Updated: Apr 27, 2023

Start in Cairo

Egypt, this millennia-old pharaonic state is new territory for us. Culture, language, traffic, people and landscape require quite an adaptation effort, not only to learn the handling techniques.

But first a visit to the Egyptian Museum, where we marveled at 5000 years of national history (ca 5000bc- shortly after the birth of Christ). The exhibits impressed us deeply and we talked about it for a long time. Such a long history compressed into one place leaves us overwhelmed. The mass of the exhibits, their size and the finesse of the technical executions let us marvel.

We stay two nights in Cairo to acclimatize and take care of logistical details, like renting a rental car.

Alexandria, the Nile Delta and Complications

Afterwards we went to Alexandria to visit the library and to warm up on the Mediterranean promenade. We had expected spring-like temperatures, but froze through quite a bit.

Northwest of Alexandria, the Rosetta Nile branch flows into the sea at Rachid. There we started walking. The first two days we have covered 30 kilometers each, and have slowly found our rhythm, as a vehicle drives at high speed into our car parked in front of a café. It was 23 o'clock in the evening and we just saw PSG against Bayern Munich.

The driver and his vehicle disappeared as quickly as they had arrived, leaving us with a total loss. Getting a necessary police report on this incident proved to be more difficult than expected. Nevertheless, we left the police station at 4 am with the document; Al hamdul illah.

But we had to go back to Cairo, 200 kilometers away, to pick up a new car.
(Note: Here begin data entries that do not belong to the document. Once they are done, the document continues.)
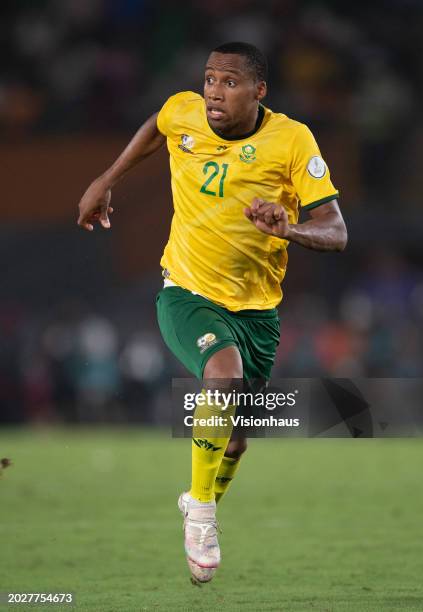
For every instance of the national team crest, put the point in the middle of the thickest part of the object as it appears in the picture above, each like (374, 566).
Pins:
(248, 154)
(204, 342)
(187, 142)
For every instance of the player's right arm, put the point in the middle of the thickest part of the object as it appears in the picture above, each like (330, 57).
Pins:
(95, 203)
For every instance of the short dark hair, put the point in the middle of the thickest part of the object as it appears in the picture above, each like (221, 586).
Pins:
(255, 58)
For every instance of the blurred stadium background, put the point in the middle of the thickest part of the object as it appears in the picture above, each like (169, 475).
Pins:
(79, 341)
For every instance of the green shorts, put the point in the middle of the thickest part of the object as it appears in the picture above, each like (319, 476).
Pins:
(195, 328)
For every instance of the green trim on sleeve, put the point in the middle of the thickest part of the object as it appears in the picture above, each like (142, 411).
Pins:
(320, 202)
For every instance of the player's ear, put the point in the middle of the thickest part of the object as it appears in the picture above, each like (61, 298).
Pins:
(261, 90)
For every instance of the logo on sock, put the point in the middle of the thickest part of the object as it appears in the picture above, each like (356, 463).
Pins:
(201, 443)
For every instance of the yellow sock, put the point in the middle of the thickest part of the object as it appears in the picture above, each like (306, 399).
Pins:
(227, 470)
(209, 443)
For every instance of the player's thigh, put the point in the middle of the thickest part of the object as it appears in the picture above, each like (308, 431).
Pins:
(192, 328)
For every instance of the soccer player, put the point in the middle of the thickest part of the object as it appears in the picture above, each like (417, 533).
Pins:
(240, 173)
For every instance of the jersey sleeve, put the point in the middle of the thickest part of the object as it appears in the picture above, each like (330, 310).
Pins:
(310, 175)
(170, 114)
(164, 118)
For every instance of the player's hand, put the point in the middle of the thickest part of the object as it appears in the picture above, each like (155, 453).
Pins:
(268, 217)
(95, 206)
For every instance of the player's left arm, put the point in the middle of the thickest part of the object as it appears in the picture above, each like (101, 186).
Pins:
(325, 231)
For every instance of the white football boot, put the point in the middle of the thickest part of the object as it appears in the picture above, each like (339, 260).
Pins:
(200, 531)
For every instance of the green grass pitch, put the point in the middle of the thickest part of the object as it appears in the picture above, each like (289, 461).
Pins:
(320, 525)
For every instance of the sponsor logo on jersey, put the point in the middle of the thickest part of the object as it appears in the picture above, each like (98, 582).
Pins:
(187, 142)
(316, 167)
(248, 154)
(206, 341)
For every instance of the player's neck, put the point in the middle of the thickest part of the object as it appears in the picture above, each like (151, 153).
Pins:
(236, 133)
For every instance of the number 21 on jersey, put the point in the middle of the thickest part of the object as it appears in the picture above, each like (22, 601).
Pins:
(215, 179)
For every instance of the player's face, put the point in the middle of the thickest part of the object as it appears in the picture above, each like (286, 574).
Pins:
(231, 94)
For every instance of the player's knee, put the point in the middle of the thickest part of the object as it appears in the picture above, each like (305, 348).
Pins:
(236, 448)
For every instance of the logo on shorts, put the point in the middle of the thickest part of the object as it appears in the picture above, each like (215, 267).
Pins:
(316, 167)
(248, 154)
(187, 142)
(206, 341)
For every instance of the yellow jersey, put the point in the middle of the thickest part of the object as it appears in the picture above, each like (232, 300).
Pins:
(213, 249)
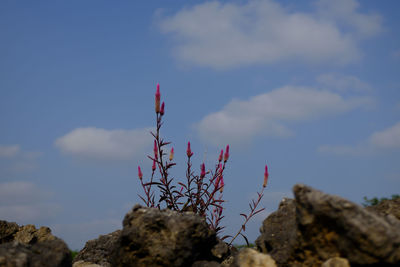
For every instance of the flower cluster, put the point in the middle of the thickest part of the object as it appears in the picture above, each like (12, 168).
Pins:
(201, 194)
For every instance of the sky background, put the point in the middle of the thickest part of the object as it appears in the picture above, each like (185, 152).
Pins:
(311, 88)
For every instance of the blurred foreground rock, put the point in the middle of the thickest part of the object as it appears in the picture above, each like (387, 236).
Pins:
(151, 237)
(316, 227)
(28, 246)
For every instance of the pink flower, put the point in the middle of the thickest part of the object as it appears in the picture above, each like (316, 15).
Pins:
(221, 185)
(162, 109)
(171, 154)
(203, 170)
(155, 150)
(189, 151)
(158, 97)
(265, 176)
(226, 156)
(220, 155)
(140, 174)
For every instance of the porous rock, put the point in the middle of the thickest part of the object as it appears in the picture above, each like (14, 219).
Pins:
(279, 232)
(332, 226)
(98, 251)
(249, 257)
(336, 262)
(28, 246)
(152, 237)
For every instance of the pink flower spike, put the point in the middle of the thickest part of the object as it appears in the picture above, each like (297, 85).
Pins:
(203, 170)
(220, 155)
(162, 109)
(226, 156)
(171, 154)
(266, 174)
(158, 97)
(140, 174)
(189, 151)
(155, 150)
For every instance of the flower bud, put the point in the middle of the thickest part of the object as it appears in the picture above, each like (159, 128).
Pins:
(189, 151)
(158, 97)
(226, 156)
(162, 109)
(265, 176)
(221, 184)
(203, 171)
(220, 155)
(155, 150)
(171, 154)
(140, 174)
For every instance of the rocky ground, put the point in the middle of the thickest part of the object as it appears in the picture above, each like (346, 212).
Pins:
(313, 229)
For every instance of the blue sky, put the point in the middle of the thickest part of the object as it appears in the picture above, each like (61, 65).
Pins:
(310, 88)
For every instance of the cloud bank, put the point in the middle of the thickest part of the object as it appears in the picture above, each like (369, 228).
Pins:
(23, 202)
(387, 139)
(97, 143)
(225, 35)
(268, 114)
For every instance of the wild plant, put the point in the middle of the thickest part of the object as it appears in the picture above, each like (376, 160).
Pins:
(201, 194)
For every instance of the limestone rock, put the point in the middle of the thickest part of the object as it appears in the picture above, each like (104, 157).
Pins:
(85, 264)
(28, 246)
(151, 237)
(98, 251)
(249, 257)
(53, 253)
(7, 231)
(279, 232)
(336, 262)
(332, 226)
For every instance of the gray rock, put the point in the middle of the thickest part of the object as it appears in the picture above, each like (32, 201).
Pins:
(28, 246)
(151, 237)
(98, 251)
(332, 226)
(53, 253)
(249, 257)
(7, 231)
(279, 232)
(336, 262)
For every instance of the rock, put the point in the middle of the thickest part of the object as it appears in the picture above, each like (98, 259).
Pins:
(387, 207)
(53, 253)
(85, 264)
(205, 264)
(279, 232)
(249, 257)
(151, 237)
(28, 234)
(331, 226)
(28, 246)
(7, 231)
(336, 262)
(98, 251)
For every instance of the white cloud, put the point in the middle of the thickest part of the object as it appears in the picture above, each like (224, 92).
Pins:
(105, 144)
(387, 139)
(344, 13)
(343, 83)
(266, 114)
(9, 151)
(225, 35)
(24, 202)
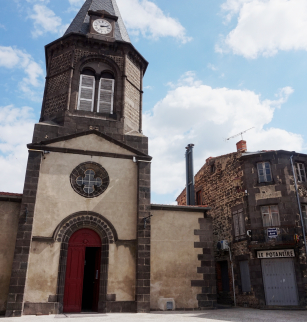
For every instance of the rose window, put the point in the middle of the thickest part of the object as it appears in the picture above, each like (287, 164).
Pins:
(89, 179)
There we checked into the boutique hotel Kemet and talked with the owner Hani Elgabry about the country, and his personal feelings about it. Kemet or Km.t is an ancient name for Egypt and means black land, referring to the dark earth in the Nile Delta, as opposed to deshret or dsrt, which refers to the red land of the desert. Hani will report in a separate blog post. In the hotel we also find rest to process the impressions of the first week.

Running in traffic with muddy feet

Traffic is chaotic, and basic rules are rarely applied. But with the car, you can quickly guess the driving mentality and likely behavior. So far, except for the parking accident, we have driven well and accident-free and are already moving safely through Cairo and the Nile Delta. The situation is different when it comes to walking.

Apart from the mud that always accompanies us on our paths along the Nile, we always have to watch out for oncoming traffic and especially traffic behind us. We dodge every minute and land again and again on soapy ground with effort to balance ourselves. We only avoid other cars, buses, horse carts and arps, which are represented here in large numbers. There is a constant honking of horns, but this helps us to recognize dangers coming from behind. The constant interaction with the traffic and the people who want to tell us their personal fates even while walking challenges us far more than we thought.

In the evening, we are very tired; but we can't sleep right away. This sleep deficit gets to us.

Communication is everything and nothing

Apart from the over-communication, the people here are very friendly. You can hear ¨Welcome to Egypt¨ from morning till night. Apparently, we do not pass as Egyptians.

Fresh fruits and vegetables are everywhere and the restaurants visited were satisfactory in quality. However, the local cuisine is not our purpose for traveling. We interact with waiters, hotel staff, car rentals, cell phone providers, vendors, students, library patrons, farmers, shepherds, and always enjoy meeting the police. We meet few runners, but people along the street who play sports or are interested in sports. Football plays the biggest role and at any time of the day a game is broadcast on large screens in cafes, pubs and stores.

What we do is noted with amazement, but always with a facial expression: Why? Are they clever? Can they be dangerous?

Few people understand that this is communication in the most comprehensive and objective sense. With those who understand it, however, we have extensive conversations.

Understanding does not fail because of the language, but because of the thinking and the level of communication. The solution of tasks in Egypt is approached methodically, emotionally and in the social context in a completely different way than here in the Rhineland, and incidentally also as in Tunisia, which is also Arabic-speaking.

Communication is improbable (Niklas Luhmann).